Panel Paper: Does College Education Make People Politically Liberal?

Saturday, November 4, 2017
Water Tower (Hyatt Regency Chicago)

*Names in bold indicate Presenter

Haeil Jung, Korea University and Jung-ah Gil, Seoul National University


We examine the impact of a massive expansion of opportunities to attend college known as the graduation quota program on men’s political preference (being liberal or conservative) in South Korea. A 1979 military coup in South Korea mandated that all public and private colleges expand their college admission quotas by thirty percent in 1981 and fifty percent in 1982. These mandatory expansions lasted until 1985. It is interesting to note that the mandatory increases in these quotas happened quickly in a short timeframe and were not accompanied by additional funding to expand staffing or facilities at universities and colleges.
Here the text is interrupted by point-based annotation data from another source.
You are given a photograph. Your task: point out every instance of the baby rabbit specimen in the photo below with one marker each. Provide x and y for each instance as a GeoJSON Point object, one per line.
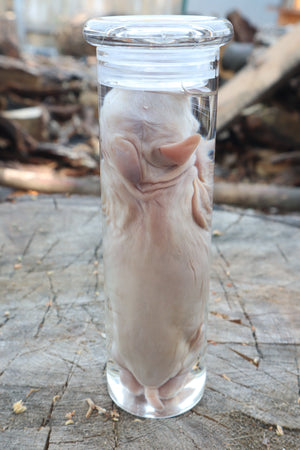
{"type": "Point", "coordinates": [156, 200]}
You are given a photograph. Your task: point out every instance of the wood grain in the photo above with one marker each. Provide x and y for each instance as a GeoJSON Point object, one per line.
{"type": "Point", "coordinates": [52, 337]}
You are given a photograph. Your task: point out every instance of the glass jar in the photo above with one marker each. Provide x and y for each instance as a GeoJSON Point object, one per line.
{"type": "Point", "coordinates": [158, 78]}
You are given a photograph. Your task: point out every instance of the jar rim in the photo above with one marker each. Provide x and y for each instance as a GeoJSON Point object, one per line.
{"type": "Point", "coordinates": [158, 31]}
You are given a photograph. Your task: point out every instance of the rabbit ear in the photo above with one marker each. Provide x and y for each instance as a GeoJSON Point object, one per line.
{"type": "Point", "coordinates": [180, 152]}
{"type": "Point", "coordinates": [125, 158]}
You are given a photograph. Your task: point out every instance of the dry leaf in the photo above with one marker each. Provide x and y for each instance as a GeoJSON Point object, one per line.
{"type": "Point", "coordinates": [279, 430]}
{"type": "Point", "coordinates": [217, 233]}
{"type": "Point", "coordinates": [70, 415]}
{"type": "Point", "coordinates": [33, 390]}
{"type": "Point", "coordinates": [69, 422]}
{"type": "Point", "coordinates": [55, 398]}
{"type": "Point", "coordinates": [18, 407]}
{"type": "Point", "coordinates": [226, 377]}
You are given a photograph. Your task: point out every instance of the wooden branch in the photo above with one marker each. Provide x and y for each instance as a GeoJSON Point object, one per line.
{"type": "Point", "coordinates": [44, 179]}
{"type": "Point", "coordinates": [260, 196]}
{"type": "Point", "coordinates": [48, 181]}
{"type": "Point", "coordinates": [254, 82]}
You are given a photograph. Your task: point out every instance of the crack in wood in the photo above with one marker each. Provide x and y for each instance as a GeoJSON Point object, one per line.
{"type": "Point", "coordinates": [282, 253]}
{"type": "Point", "coordinates": [116, 426]}
{"type": "Point", "coordinates": [183, 433]}
{"type": "Point", "coordinates": [55, 203]}
{"type": "Point", "coordinates": [29, 242]}
{"type": "Point", "coordinates": [206, 416]}
{"type": "Point", "coordinates": [47, 443]}
{"type": "Point", "coordinates": [243, 308]}
{"type": "Point", "coordinates": [41, 324]}
{"type": "Point", "coordinates": [224, 290]}
{"type": "Point", "coordinates": [298, 376]}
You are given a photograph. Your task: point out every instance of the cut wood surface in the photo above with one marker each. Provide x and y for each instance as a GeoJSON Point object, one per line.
{"type": "Point", "coordinates": [256, 80]}
{"type": "Point", "coordinates": [52, 335]}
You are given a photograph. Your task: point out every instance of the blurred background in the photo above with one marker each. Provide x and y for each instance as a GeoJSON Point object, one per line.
{"type": "Point", "coordinates": [48, 95]}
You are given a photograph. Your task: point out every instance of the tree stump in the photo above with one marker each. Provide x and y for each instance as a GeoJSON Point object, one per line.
{"type": "Point", "coordinates": [52, 335]}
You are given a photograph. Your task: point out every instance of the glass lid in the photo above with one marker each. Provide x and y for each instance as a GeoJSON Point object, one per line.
{"type": "Point", "coordinates": [158, 31]}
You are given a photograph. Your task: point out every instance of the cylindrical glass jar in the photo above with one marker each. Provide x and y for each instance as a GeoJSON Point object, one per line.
{"type": "Point", "coordinates": [157, 79]}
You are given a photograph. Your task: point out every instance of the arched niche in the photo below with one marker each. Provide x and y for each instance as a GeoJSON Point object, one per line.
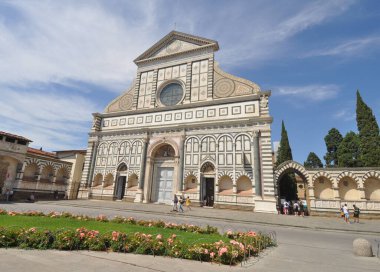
{"type": "Point", "coordinates": [132, 184]}
{"type": "Point", "coordinates": [31, 172]}
{"type": "Point", "coordinates": [108, 180]}
{"type": "Point", "coordinates": [191, 184]}
{"type": "Point", "coordinates": [348, 189]}
{"type": "Point", "coordinates": [372, 189]}
{"type": "Point", "coordinates": [97, 180]}
{"type": "Point", "coordinates": [244, 186]}
{"type": "Point", "coordinates": [47, 174]}
{"type": "Point", "coordinates": [323, 188]}
{"type": "Point", "coordinates": [225, 185]}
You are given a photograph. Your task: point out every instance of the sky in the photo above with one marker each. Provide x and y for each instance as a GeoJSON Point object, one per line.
{"type": "Point", "coordinates": [61, 61]}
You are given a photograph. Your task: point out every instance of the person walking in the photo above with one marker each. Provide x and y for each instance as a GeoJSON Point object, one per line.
{"type": "Point", "coordinates": [181, 202]}
{"type": "Point", "coordinates": [175, 203]}
{"type": "Point", "coordinates": [356, 214]}
{"type": "Point", "coordinates": [295, 208]}
{"type": "Point", "coordinates": [302, 208]}
{"type": "Point", "coordinates": [346, 214]}
{"type": "Point", "coordinates": [188, 203]}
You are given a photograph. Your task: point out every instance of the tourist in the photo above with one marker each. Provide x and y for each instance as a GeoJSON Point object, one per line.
{"type": "Point", "coordinates": [181, 202]}
{"type": "Point", "coordinates": [346, 214]}
{"type": "Point", "coordinates": [188, 203]}
{"type": "Point", "coordinates": [356, 214]}
{"type": "Point", "coordinates": [175, 203]}
{"type": "Point", "coordinates": [286, 207]}
{"type": "Point", "coordinates": [342, 212]}
{"type": "Point", "coordinates": [7, 195]}
{"type": "Point", "coordinates": [302, 208]}
{"type": "Point", "coordinates": [295, 208]}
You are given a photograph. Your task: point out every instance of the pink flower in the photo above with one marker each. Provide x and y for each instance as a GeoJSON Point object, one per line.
{"type": "Point", "coordinates": [222, 251]}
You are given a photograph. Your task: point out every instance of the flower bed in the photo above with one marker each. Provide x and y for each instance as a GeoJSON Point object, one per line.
{"type": "Point", "coordinates": [240, 247]}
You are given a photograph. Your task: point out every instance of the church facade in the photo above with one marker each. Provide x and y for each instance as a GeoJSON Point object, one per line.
{"type": "Point", "coordinates": [183, 127]}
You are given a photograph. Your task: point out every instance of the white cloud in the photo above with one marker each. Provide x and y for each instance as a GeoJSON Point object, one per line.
{"type": "Point", "coordinates": [348, 48]}
{"type": "Point", "coordinates": [310, 92]}
{"type": "Point", "coordinates": [345, 115]}
{"type": "Point", "coordinates": [51, 120]}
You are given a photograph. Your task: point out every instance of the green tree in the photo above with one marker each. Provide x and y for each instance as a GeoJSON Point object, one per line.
{"type": "Point", "coordinates": [313, 161]}
{"type": "Point", "coordinates": [349, 151]}
{"type": "Point", "coordinates": [284, 151]}
{"type": "Point", "coordinates": [369, 138]}
{"type": "Point", "coordinates": [332, 140]}
{"type": "Point", "coordinates": [287, 184]}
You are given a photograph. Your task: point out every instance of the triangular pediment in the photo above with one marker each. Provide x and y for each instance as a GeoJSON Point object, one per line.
{"type": "Point", "coordinates": [176, 43]}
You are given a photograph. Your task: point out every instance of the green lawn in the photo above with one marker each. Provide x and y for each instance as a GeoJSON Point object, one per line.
{"type": "Point", "coordinates": [103, 227]}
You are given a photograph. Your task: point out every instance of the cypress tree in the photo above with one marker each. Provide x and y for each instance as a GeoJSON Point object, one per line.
{"type": "Point", "coordinates": [369, 138]}
{"type": "Point", "coordinates": [349, 151]}
{"type": "Point", "coordinates": [284, 150]}
{"type": "Point", "coordinates": [332, 140]}
{"type": "Point", "coordinates": [313, 161]}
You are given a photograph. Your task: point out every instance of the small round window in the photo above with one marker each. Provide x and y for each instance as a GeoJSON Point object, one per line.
{"type": "Point", "coordinates": [171, 94]}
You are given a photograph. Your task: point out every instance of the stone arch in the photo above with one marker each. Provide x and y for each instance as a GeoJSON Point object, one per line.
{"type": "Point", "coordinates": [122, 166]}
{"type": "Point", "coordinates": [109, 180]}
{"type": "Point", "coordinates": [244, 173]}
{"type": "Point", "coordinates": [208, 167]}
{"type": "Point", "coordinates": [225, 173]}
{"type": "Point", "coordinates": [191, 183]}
{"type": "Point", "coordinates": [348, 174]}
{"type": "Point", "coordinates": [47, 173]}
{"type": "Point", "coordinates": [190, 138]}
{"type": "Point", "coordinates": [244, 186]}
{"type": "Point", "coordinates": [153, 148]}
{"type": "Point", "coordinates": [289, 166]}
{"type": "Point", "coordinates": [31, 171]}
{"type": "Point", "coordinates": [323, 186]}
{"type": "Point", "coordinates": [225, 184]}
{"type": "Point", "coordinates": [98, 179]}
{"type": "Point", "coordinates": [322, 174]}
{"type": "Point", "coordinates": [62, 175]}
{"type": "Point", "coordinates": [371, 184]}
{"type": "Point", "coordinates": [242, 134]}
{"type": "Point", "coordinates": [133, 181]}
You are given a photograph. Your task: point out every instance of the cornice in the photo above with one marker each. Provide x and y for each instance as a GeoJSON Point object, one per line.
{"type": "Point", "coordinates": [217, 101]}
We examine the political preference of birth cohorts of South Korean men who pre-dated the graduation quota program and compare them to birth cohorts of men who were directly impacted by the program. We use the birth cohorts that were exposed to this abrupt, exogenous policy change as an instrumental variable to identify the longer-term effects of college education on political preference. We find that the enrollment expansion caused those individuals who were induced to attend to college by the expanded graduation quota program to be more politically liberal. Our local average treatment effect estimates using the birth cohort IV are larger than the biased OLS estimates. This paper provides direct relevance for other developing countries that exert substantial control over their systems of higher education.